@Des Prosser I have not ...
Published by James Stewart
@Des Prosser
I have not (unfortunately for me) ever made it to Nashville. Perhaps it was somewhere else, such as a conference meeting in Austin, TX.
One more thing no one has mentioned for cooling water conservation is the combination of wet/dry cooling tower, where most all of the heat rejection is by dry air, followed by smaller evaporation load. After all (if blow-down is even marginally under control) the lion's share of the water goes to evaporation. Another water conservation item would be to totally be rid of the Rankine cycle altogether, substituting something like the closed super-critical carbon dioxide Brayton cycle (also known as Allam cycle). Allam cycle can be successfully applied to coal, or natural gas combustion, Closed Brayton SCC cycle can also work with nuclear fission (or someday with fusion?) as heat source, or CSP (concentrated solar power). Since no combustion takes place in the latter cases, one may not properly refer to these as Allam cycle.
SCC Brayton cycle is very amenable to air-cooling only, since one does not rely on phase transition from gas (vapor or steam) to liquid, but rather from relatively low pressure, warm dense fluid, to cooler dense relatively low pressure fluid. The compressor in SCC Brayton cycle looks more like a pump than a compressor.

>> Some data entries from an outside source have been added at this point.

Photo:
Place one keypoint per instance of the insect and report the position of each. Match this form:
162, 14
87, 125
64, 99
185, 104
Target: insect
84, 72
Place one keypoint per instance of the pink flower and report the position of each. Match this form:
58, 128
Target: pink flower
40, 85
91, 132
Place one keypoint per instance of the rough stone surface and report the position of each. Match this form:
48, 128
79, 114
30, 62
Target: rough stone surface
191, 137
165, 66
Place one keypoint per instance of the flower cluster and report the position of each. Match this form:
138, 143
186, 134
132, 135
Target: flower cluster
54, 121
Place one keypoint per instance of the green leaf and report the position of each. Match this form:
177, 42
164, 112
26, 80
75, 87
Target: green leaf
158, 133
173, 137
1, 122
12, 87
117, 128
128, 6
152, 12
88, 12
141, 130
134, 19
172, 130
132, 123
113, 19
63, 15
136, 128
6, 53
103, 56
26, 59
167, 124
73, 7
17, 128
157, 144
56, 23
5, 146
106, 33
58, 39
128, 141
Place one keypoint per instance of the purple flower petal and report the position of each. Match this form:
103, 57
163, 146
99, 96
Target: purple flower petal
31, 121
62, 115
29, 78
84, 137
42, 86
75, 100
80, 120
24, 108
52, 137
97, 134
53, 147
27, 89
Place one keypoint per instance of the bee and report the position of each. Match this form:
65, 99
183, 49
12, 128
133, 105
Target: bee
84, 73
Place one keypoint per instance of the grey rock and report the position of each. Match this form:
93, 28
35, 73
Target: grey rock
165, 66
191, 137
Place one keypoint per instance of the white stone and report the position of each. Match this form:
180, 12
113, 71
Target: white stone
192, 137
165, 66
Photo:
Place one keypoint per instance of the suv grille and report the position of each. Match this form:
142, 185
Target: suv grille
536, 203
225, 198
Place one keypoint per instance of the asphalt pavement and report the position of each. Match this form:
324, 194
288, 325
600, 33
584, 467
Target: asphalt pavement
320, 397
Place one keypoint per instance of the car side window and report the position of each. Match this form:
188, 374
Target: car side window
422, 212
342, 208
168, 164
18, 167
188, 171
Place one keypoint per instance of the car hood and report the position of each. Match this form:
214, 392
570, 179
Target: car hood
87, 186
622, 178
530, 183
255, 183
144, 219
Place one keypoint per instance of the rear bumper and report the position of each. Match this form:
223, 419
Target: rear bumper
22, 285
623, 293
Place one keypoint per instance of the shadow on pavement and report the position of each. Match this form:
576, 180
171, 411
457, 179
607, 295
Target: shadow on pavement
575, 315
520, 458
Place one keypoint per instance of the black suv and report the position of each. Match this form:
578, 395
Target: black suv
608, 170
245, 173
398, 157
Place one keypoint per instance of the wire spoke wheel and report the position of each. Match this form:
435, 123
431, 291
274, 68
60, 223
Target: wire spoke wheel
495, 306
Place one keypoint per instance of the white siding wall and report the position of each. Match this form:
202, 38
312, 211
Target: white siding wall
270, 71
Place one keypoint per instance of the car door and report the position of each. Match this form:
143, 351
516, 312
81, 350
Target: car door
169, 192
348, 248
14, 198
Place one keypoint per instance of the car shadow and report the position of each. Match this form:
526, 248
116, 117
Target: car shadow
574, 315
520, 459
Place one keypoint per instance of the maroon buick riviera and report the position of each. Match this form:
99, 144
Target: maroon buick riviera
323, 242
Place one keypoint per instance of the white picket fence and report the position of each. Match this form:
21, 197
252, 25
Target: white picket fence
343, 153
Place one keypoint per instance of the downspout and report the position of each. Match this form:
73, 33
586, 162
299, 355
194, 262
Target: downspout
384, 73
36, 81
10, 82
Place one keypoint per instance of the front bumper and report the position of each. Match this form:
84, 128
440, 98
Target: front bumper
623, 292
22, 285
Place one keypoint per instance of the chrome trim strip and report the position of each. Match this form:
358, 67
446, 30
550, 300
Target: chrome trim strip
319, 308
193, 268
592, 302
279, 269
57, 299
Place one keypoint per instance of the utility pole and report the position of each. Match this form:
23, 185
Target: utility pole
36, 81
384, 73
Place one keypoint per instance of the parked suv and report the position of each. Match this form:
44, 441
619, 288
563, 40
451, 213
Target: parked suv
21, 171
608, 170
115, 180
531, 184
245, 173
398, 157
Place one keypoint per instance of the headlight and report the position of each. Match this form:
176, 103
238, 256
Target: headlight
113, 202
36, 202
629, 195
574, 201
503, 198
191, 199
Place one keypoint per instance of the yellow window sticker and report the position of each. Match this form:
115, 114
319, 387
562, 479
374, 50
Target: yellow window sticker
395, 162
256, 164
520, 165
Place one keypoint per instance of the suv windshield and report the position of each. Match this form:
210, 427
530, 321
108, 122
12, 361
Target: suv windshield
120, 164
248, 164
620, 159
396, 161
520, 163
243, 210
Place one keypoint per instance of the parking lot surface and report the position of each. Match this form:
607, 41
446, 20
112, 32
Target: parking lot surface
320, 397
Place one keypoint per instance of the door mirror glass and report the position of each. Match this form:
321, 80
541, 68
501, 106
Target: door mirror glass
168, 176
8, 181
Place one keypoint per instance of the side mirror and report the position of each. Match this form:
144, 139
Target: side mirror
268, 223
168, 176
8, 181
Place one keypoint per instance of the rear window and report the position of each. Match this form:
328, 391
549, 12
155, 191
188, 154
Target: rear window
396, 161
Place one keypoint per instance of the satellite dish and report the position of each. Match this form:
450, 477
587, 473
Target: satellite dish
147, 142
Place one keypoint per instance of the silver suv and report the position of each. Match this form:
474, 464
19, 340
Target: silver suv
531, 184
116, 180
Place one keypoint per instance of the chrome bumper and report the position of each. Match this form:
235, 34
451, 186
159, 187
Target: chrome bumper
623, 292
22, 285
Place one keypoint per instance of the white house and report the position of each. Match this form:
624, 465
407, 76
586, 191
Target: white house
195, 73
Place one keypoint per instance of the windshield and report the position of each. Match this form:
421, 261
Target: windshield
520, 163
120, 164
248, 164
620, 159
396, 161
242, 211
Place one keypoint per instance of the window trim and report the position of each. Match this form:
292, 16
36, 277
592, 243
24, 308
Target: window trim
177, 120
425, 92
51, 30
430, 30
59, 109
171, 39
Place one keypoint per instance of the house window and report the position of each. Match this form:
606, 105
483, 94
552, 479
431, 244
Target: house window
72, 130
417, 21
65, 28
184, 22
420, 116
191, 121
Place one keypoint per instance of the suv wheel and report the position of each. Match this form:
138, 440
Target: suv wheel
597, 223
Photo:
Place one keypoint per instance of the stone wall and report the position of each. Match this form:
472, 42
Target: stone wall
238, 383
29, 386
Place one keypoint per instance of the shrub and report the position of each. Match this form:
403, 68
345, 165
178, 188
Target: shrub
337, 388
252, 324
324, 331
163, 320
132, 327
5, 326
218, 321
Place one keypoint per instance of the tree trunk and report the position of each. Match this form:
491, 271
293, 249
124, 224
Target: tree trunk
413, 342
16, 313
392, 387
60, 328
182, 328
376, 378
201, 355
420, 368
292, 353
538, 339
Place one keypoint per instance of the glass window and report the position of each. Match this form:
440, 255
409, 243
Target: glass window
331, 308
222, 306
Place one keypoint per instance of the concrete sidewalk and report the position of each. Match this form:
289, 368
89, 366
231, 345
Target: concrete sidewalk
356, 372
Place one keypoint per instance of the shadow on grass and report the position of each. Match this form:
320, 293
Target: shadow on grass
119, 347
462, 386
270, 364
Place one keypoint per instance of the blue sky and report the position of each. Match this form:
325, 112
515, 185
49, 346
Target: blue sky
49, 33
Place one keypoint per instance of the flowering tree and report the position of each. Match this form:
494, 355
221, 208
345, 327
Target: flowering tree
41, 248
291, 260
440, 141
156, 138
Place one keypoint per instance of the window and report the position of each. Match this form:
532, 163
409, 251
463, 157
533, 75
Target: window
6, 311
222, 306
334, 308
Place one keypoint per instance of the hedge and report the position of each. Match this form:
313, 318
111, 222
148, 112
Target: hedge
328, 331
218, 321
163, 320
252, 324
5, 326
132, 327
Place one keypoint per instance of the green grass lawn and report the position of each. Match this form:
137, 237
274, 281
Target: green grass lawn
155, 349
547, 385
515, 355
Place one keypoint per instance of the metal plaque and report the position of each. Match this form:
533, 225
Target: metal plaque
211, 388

Getting back to systems out of control, I have seen a place with a high throughput, large cooling tower operating on very hard well water with high silica content, but using cold lime softening clarifier only (and that grossly undersized), with such solids accumulation in a holding pond that islands were forming. OMG. One could not believe the stalagtites created by mineral precipitation in the wet-dry areas of that cooling tower! Various suggestions have been made to provide them with ZLD system (rather than the 40 cycles of concentration they are running), with no issues, other than fair wear and tear of upstream water treatment. I don't see anyone buying anything, but the bean counters are running the world now.